There is a movement aimed at destigmatizing suicide, including changing the ways in which we talk about it—committed suicide" conjures an image of committing a crime, while more straightforward language—died by suicide" or "killed himself" avoid those punishing overtones. Willingness to view suicide as a part of human behavior, without judgment, may be difficult. But, Beeson says, it can be the key to helping someone who is considering killing herself.
"If we view ourselves as too separate from people and we think that we'll never be there, then it's really hard to connect with people in a meaningful way." Before talking to someone who might be contemplating suicide, he suggests, think about where you're coming from.
"Have the hard dialogue with yourself: 'Am I so far removed from this?' and if I am, I'm probably going to be perceived as coming from a judgmental place.
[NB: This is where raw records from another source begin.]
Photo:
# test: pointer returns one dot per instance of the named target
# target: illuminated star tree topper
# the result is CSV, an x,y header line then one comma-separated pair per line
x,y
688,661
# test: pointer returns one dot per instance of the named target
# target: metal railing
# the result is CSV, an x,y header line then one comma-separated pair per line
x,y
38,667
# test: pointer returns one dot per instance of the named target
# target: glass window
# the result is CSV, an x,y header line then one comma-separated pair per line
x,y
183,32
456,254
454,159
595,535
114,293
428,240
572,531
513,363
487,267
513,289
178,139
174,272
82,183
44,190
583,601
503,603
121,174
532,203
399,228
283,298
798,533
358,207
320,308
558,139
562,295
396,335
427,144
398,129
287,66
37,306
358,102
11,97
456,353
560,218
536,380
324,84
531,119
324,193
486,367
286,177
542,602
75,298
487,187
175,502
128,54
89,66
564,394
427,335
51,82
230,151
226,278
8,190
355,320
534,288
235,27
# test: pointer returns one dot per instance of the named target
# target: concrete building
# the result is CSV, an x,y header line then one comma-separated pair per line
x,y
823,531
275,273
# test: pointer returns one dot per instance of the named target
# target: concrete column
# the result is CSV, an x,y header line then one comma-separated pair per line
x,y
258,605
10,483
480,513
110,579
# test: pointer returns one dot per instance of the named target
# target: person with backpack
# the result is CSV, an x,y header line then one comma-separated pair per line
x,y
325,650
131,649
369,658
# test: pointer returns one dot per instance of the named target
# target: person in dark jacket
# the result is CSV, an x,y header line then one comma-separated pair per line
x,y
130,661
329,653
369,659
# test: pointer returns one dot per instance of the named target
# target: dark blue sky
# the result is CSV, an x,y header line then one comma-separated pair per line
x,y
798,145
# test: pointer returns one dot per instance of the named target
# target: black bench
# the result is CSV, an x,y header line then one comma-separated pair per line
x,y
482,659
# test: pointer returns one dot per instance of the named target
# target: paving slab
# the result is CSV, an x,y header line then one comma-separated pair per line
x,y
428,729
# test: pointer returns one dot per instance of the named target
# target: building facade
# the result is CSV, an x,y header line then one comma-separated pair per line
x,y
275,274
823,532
That's going to make it harder to connect with someone and catch it sooner, if you will.
You want people to be able to be open enough to share with you before it gets to the point where they've made the plan, they're set on this and it's going to happen." The goal? To get past the suicidal thoughts and offer an alternative. "We try to find out what they are trying to achieve with this choice," says Beeson, "and then show them another way to get there."